Lograr la consolidación de esta sociedad integrada supone contener en un marco de convivencia los antagonismos que en el pasado dividieron, y poner fin a las luchas que desgarraron el tejido social. La sustitución de la violencia y la intolerancia por la discusión y el pluralismo, la exclusión de la lucha salvaje como medio para dirimir las naturales contiendas entre diferentes ideas y propuestas, y su reemplazo por el debate abierto y el consecuente respeto a la decisión mayoritaria y a los derechos de las minorías, constituyen un primer compromiso para la movilización detrás de objetivos comunes.
Hay que buscar los caminos que procuren consensos necesarios para concretar una real independencia, una auténtica libertad y una búsqueda tenaz de criterios de igualdad (...)
El esfuerzo por crear bases estables para la convivencia democrática debe pasar necesariamente por una reforma cultural que remueva el cúmulo de deformaciones asentadas en la mentalidad colectiva como herencia de un pasado signado por la disgregación.
El autoritarismo, la intolerancia, la violencia, el maniqueísmo, la compartimentación de la sociedad, la concepción del orden como imposición y del conflicto como perturbación antinatural del orden, la falta de disposición para escuchar al otro, para buscar el diálogo, la negociación, el acuerdo o el compromiso, fueron maneras de ser y de pensar que han echado raíces a lo largo de generaciones en la historia argentina.

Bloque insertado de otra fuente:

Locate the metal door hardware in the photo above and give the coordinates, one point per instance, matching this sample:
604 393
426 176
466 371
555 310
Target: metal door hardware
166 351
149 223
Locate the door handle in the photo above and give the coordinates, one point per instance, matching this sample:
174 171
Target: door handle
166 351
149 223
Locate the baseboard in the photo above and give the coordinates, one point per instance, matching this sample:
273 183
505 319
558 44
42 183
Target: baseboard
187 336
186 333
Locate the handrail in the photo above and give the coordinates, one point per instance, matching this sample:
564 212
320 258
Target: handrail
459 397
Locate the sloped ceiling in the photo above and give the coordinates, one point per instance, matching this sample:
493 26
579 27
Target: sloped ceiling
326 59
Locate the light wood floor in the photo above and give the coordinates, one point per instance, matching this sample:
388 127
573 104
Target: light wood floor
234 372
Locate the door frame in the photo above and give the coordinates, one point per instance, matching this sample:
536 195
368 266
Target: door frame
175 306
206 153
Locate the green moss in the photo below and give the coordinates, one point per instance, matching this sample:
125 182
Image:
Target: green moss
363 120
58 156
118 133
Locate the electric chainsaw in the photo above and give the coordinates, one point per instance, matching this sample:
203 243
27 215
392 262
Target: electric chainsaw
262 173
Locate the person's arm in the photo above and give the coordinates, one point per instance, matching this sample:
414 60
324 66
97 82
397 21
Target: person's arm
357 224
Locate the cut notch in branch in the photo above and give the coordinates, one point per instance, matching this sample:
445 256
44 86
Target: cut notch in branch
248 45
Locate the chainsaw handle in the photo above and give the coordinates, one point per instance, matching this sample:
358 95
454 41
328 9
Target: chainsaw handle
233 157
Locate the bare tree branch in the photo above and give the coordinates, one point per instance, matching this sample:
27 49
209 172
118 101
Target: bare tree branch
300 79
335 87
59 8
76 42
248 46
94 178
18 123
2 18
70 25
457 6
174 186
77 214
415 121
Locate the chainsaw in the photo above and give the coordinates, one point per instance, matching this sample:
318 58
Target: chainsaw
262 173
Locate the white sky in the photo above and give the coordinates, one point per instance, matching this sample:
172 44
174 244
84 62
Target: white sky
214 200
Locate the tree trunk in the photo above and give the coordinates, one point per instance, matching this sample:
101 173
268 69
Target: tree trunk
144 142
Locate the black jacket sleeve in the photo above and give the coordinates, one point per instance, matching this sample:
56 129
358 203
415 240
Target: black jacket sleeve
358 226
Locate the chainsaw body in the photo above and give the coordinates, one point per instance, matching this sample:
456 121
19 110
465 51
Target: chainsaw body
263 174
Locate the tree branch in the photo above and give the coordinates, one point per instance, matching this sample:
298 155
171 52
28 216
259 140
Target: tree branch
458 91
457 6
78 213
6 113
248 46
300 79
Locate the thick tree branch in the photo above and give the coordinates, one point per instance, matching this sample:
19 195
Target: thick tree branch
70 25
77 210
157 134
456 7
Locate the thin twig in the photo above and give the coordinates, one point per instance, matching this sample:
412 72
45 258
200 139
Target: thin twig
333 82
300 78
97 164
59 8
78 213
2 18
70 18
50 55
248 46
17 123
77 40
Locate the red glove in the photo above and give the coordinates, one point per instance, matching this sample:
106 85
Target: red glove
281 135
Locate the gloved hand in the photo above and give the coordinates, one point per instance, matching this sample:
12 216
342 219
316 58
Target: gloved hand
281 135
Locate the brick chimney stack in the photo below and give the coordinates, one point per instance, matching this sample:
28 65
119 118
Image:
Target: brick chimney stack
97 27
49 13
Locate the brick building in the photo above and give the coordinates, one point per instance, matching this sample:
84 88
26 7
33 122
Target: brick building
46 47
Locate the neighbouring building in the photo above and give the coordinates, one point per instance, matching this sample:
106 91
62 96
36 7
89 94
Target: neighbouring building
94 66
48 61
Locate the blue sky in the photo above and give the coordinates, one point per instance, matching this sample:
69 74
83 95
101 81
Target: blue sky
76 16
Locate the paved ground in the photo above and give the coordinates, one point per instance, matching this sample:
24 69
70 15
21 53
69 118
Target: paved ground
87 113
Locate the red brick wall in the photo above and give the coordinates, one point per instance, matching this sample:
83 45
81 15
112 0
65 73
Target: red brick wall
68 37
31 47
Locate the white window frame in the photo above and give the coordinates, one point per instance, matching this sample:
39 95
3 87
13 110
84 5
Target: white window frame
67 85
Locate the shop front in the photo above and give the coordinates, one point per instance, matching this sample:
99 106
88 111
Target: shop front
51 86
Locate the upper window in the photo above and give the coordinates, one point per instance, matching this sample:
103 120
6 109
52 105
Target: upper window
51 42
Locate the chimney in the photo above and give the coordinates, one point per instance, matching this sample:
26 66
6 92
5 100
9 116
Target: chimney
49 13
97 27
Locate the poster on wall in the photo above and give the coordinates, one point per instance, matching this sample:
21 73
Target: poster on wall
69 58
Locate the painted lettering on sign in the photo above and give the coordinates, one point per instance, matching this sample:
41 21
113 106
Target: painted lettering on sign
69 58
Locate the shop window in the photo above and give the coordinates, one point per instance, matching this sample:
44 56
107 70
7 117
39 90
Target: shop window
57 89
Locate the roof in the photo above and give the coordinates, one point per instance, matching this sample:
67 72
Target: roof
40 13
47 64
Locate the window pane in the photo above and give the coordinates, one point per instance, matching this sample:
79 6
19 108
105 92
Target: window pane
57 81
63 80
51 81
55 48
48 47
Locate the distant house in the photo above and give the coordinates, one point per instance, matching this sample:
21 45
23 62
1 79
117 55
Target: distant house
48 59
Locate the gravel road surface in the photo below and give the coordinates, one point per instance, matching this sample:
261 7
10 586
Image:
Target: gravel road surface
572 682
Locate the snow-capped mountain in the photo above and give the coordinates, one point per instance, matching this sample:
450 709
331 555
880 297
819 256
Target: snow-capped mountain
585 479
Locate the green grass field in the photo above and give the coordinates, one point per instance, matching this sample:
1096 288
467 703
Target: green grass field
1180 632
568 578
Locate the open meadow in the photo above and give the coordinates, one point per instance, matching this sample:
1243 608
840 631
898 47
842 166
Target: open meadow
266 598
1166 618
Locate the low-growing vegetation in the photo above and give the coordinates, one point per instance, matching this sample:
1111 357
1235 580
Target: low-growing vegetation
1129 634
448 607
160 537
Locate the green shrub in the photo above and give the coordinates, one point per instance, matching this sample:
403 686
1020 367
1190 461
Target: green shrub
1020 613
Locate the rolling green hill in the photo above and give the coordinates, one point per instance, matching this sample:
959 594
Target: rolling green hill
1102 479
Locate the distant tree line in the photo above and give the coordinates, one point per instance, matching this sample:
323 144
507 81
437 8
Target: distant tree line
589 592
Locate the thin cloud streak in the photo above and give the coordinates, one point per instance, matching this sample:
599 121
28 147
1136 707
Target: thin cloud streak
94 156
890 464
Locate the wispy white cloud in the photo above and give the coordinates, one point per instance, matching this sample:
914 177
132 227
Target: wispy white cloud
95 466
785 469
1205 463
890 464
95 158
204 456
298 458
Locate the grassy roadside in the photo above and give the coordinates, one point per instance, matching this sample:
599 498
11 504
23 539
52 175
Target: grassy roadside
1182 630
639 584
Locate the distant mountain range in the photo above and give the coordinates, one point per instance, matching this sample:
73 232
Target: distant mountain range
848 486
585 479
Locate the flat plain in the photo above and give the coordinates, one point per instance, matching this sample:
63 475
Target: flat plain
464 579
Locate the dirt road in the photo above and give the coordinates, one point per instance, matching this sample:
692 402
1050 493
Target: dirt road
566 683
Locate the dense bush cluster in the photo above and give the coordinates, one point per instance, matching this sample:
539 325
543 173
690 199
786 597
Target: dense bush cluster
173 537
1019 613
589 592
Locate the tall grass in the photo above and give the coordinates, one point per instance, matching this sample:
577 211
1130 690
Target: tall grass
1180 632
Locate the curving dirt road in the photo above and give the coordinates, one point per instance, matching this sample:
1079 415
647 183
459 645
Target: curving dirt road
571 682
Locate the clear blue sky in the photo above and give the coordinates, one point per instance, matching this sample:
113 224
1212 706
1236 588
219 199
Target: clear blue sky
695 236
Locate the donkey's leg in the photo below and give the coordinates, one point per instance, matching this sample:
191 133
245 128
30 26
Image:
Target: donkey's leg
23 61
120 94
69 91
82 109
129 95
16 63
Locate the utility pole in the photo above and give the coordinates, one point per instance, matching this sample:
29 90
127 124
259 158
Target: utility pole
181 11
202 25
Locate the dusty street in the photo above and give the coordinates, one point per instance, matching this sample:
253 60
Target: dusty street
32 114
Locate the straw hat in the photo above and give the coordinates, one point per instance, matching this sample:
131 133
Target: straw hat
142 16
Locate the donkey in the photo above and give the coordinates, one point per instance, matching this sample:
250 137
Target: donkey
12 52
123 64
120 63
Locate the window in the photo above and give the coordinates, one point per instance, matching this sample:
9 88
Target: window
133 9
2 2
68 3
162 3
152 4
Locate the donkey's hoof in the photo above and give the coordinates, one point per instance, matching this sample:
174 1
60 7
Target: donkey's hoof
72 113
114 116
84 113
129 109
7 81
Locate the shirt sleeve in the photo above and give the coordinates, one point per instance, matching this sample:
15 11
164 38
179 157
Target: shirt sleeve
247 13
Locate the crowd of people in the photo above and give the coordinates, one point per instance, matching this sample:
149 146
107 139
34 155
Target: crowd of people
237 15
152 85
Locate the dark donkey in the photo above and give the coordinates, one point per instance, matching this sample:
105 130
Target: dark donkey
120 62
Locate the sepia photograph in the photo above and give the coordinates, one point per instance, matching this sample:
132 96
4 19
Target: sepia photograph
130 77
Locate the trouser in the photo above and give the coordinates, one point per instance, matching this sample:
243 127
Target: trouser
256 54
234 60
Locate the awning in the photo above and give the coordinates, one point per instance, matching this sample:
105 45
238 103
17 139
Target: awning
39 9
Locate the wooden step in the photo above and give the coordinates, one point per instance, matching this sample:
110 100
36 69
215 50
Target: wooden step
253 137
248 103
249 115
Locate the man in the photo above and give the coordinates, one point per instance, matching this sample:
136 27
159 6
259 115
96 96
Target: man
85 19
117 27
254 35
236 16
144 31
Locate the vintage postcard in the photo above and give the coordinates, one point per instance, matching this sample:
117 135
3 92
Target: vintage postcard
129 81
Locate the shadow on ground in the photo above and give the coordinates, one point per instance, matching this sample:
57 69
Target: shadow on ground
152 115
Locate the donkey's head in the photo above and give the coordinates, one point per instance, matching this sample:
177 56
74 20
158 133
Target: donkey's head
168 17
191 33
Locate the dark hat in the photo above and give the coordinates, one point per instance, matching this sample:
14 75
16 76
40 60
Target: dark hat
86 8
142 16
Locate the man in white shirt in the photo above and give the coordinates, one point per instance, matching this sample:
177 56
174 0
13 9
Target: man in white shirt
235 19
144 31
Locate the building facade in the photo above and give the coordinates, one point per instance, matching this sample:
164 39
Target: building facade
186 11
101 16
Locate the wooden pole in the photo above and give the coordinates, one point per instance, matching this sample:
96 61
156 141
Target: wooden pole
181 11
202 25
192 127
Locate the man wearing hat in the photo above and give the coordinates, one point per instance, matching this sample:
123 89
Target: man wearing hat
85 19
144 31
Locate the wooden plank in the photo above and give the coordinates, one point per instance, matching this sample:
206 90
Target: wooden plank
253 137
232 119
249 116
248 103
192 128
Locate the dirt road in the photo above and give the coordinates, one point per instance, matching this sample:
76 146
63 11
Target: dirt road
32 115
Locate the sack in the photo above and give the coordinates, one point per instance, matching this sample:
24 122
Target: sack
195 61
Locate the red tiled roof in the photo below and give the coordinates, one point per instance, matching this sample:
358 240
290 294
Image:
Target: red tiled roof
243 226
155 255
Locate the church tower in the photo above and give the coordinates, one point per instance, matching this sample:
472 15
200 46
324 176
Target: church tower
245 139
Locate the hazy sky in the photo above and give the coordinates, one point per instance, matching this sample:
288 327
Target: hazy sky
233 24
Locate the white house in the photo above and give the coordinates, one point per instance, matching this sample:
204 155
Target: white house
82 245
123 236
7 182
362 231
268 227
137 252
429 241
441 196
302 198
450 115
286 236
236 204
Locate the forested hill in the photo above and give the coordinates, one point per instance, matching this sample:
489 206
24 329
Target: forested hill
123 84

Toda nación es el resultado de un proceso histórico de integración de grupos inicialmente desarticulados. Detrás de cada unidad nacional hay un gran proyecto que buscó y fue capaz de asociar, en la construcción de un futuro común, a fuerzas étnicas, religiosas, culturales, lingüísticas o socialmente diferenciadas entre sí.
Hay que evitar los compartimentos estancos y totalizadores que en mayor o menor medida se conciben a sí mismos como encarnaciones del todo nacional, con exclusión de los demás. Así no se construye una democracia y ni siquiera una patria común, sino una conflictiva yuxtaposición de una patria y una antipatria; una nación y una antinación. Como unidad política y territorial, la nación se asienta de este modo en el precario dominio de un grupo sobre los demás y no en una deseada articulación de todos en un sistema de convivencia.
El resultado de esta indisponibilidad para construir la patria común es un proceso histórico caracterizado por la persistencia o recreación crónica de partidos, organizaciones sindicales, asociaciones empresariales, fuerzas armadas, concebidas como unidades culturalmente dispersas que solo ocasionalmente pueden asociarse en parcialidades mayores también excluyentes entre sí, pero nunca en esquemas de convivencia global.
De este esquema autista y autárquico surgió el autoritarismo como forma natural de relación entre grupos que no concebirían otro modo de coexistir que el de la imposición de unos sobre otros; la violencia como forma natural de interacción entre grupos que no reconocerían la existencia de espacios normativos, axiológicos o de finalidades comunes. De espacios como estos surge también la intolerancia como producto de una percepción compartimentada de los valores. Cada grupo vive así bajo una constelación de valores percibida como una exclusividad propia e irreconocible en los demás, lo que se traduce en ineptitud para la negociación, el acuerdo, el compromiso. En una sociedad maniquea, cada grupo asigna un carácter absoluto a sus propios objetivos y no puede considerar satisfactorio para sí un destino plasmado en la concesión, y la conciliación negociada de los propios intereses con los de los otros grupos. En una sociedad que supera ese maniqueísmo, la intransigencia, más allá de la necesaria para preservar principios, no es una virtud, y negociar no es necesariamente una claudicación indecorosa.